In the tweets, Trump targeted progressive Democratic congresswomen and suggested "they go back and help fix the totally broken and crime infested places from which they came."
The congresswomen he was referring to are Alexandria Ocasio-Cortez, Ayanna Pressley, Ilhan Omar and Rashida Tlaib. They have been among the president's most vocal critics, especially on his policies on Israel and Palestine. All four are U.S. citizens. Only Omar was not born in the U.S.
On Monday, Trump said he doesn't feel the comments were racist. The president, who ran on a campaign attacking policies of President Barack Obama and said America was no longer a great nation, repeated that critics of America should leave the country.
“If you're not happy here, then you can leave. As far as I'm concerned, if you hate our country, if you're not happy here, you can leave. And that's what I say all the time. That's what I said in a tweet, which I guess some people think is controversial. A lot of people love it, by the way. A lot of people love it. But if you're not happy in the U.S., if you're complaining all the time, very simply, you can leave. You can leave right now,” said Trump.

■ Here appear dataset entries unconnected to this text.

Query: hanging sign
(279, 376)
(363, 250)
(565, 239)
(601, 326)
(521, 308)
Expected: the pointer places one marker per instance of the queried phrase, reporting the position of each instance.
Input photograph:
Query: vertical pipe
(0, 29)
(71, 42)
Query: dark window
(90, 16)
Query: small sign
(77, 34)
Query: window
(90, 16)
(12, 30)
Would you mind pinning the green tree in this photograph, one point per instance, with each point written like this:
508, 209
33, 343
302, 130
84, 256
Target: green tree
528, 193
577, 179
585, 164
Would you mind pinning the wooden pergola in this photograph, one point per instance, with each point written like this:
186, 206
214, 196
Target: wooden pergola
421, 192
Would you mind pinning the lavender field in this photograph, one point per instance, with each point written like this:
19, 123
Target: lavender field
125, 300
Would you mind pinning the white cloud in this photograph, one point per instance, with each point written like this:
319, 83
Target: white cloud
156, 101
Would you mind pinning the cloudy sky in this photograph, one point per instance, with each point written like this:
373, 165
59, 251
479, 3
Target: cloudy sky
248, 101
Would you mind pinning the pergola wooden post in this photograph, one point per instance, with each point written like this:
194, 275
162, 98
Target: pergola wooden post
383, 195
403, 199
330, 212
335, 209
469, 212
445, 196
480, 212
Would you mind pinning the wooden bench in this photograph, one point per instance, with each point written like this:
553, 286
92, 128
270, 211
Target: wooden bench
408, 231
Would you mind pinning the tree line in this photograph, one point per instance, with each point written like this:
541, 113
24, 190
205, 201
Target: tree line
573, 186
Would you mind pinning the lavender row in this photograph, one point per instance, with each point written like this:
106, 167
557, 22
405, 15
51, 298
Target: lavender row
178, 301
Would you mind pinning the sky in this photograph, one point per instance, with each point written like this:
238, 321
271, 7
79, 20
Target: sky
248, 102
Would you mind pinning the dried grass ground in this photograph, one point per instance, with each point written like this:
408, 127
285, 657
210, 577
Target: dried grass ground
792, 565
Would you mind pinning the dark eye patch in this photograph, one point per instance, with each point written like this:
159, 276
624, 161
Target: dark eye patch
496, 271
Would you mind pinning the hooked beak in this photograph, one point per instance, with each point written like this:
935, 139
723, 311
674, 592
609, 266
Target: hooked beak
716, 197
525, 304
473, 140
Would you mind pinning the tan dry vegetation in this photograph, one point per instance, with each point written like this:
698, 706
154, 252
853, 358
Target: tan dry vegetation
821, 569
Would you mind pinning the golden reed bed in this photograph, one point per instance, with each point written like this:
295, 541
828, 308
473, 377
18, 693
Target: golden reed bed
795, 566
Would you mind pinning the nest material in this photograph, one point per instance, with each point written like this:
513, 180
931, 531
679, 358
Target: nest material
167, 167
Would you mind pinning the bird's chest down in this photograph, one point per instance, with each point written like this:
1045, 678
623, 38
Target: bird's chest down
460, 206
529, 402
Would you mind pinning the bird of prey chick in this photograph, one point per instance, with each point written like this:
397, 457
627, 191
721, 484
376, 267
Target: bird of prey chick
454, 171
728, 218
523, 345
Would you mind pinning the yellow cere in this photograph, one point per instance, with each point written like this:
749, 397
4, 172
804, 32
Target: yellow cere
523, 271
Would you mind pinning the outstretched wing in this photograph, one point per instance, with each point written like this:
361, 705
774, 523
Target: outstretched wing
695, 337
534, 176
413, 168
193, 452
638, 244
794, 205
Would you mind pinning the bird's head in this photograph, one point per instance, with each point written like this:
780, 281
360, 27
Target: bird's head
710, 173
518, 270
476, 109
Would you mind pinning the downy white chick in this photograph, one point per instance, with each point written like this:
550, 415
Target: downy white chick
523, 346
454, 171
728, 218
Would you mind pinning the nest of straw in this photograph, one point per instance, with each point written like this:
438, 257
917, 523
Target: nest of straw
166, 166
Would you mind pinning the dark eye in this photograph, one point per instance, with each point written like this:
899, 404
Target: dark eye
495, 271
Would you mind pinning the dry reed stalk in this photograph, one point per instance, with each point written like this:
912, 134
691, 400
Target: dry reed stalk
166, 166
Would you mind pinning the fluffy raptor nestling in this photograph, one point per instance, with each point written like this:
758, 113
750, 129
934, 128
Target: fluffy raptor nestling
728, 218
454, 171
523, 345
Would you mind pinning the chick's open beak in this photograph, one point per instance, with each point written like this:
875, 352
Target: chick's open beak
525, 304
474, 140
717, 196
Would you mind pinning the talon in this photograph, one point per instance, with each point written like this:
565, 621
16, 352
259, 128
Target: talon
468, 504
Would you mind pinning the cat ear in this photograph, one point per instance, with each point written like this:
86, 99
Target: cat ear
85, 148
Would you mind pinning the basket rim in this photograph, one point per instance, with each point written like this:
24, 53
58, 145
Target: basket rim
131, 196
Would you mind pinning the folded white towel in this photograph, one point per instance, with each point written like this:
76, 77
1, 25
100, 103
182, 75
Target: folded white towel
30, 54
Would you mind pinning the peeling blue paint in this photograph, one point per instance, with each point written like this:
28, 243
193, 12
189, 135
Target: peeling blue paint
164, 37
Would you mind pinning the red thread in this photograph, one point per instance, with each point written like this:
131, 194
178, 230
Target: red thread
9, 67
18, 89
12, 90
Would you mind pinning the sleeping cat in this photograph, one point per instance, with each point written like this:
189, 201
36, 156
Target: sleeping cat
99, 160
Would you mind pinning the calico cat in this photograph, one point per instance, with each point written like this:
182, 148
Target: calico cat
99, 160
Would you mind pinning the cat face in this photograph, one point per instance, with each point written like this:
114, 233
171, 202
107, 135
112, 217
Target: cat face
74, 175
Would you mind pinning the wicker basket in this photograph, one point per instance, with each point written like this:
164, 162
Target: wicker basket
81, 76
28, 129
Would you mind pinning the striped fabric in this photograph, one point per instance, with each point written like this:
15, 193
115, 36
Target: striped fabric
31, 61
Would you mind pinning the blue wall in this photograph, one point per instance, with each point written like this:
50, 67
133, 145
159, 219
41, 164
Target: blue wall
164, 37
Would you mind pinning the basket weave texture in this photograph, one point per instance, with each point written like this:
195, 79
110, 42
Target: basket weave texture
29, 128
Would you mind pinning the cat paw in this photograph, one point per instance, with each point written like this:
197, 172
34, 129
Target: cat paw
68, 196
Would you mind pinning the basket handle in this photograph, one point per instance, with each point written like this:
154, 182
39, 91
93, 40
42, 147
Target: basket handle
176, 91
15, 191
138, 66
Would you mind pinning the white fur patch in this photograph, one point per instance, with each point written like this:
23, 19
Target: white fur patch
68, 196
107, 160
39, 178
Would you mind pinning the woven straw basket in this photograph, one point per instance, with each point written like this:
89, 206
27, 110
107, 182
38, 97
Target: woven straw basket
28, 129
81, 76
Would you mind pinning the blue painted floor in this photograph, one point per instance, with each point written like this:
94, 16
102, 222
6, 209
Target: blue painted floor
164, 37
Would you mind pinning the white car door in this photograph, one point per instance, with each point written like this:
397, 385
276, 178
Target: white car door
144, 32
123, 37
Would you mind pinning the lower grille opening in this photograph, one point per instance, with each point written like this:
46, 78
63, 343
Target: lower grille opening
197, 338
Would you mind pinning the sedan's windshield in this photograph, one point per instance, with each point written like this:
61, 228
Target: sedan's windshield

The president also said he doesn't care if people do find his words racist and all that matters is that many people agree with him.
The president's own party has been split in their reaction to the president's words. On Monday, Senator Lindsey Graham defended Trump on the phone on Fox News and called on the congresswomen to apologize to the president. Texas Congressman Will Hurd, the only black Republican in the House of Representatives, called the comments racist and xenophobic.
"I think those tweets are racist and xenophobic," Hurd said. "They're also inaccurate. The four women he's referring to are actually citizens of the United States. Three of the four were born here. It's also behavior that's unbecoming of the leader of the free world. He should be talking about things that unite, not divide us."
In a statement given to Channel 13, Senator Joni Ernst said the president's tweets are a distraction.
“This isn’t constructive; we should stay focused on debating the issues and the radical policy agenda they’re pushing,” said Ernst.
But when pressed by reporters in Washington, D.C., Ernst agreed the president's tweets are racist. Ernst said the congresswomen he singled out are American citizens.
Senator Charles Grassley wouldn't comment on the accusations of racism but said both sides share blame.
"The American people deserve more civility in their politics. Democratically-elected officials should avoid name-calling and be treated respectfully. That`s true of these members of Congress and that`s true of the president," said Grassley.